There is also much to admire in Niraj Chag's score as played by 3 onstage musicians who provide a constantly involving soundscape to the action.

However despite the internecine plotting of Shah Jahan's fractious family - which also involves his sensible and loving daughter Jahanara who sides with Dara and the vindictive daughter Roshanara who allays herself to Aurangzeb - sadly I never really felt emotionally engaged by any of the characters.  They all go through the whole gamut of emotions and the religious arguments are well presented but none of the characters feel like they are being mined for depth, it all remains on the surface.

Sargon Yelda as Aurangzeb is suitably infuriatingly pious and Zubin Varla's righteous Dara are certainly well-played but again I felt that the writer didn't wish to explore them too deeply, it usually boils down to Aurangzeb glowering while Dara suffers nobly.

The structure of the play is also slightly off-kilter mainly because the long and exhaustive trial scene where Dara defends himself against the charge of apostasy comes at the end of Act One when one feels it would have been a better fit in Act Two.  At times during this lengthy scene I was reminded of the similar ones from SAINT JOAN and A MAN FOR ALL SEASONS - I wonder if that was the intention?

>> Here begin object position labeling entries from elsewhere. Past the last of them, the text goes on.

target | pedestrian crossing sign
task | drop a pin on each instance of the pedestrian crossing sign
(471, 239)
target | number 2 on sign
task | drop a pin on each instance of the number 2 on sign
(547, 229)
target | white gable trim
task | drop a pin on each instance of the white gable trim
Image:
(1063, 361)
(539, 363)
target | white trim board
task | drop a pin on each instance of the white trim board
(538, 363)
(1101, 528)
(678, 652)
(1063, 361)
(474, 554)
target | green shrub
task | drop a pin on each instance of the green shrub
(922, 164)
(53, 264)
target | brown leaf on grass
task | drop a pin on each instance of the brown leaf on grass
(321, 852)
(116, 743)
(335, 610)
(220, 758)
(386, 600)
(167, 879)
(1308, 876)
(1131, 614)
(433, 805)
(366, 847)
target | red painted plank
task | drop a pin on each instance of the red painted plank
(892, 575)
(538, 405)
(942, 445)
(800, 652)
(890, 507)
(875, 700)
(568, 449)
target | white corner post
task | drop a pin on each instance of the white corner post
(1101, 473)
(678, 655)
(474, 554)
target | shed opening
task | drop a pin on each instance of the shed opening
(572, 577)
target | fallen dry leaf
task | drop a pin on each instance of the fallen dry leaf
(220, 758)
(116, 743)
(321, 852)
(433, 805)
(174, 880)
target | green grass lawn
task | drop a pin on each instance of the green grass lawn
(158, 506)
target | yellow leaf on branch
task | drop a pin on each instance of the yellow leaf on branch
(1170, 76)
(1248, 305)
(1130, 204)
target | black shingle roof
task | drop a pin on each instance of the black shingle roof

There were other good performances - Anjana Vasan as Hira Bai the Hindu dancing girl loved by Aurangzeb, Vincent Ebrahim as Shah Jahan, Anneika Rose as the spiteful sister Roshanara, Emilio Doorgasingh as the exasperated judge of Dara's trial, Prasanna Puwanarajah as the Prosecutor and Chook Sibtain as Itbar the court eunuch who hides a savage anger.

I enjoyed the production and it plays at the Lyttelton Theatre until 4th April.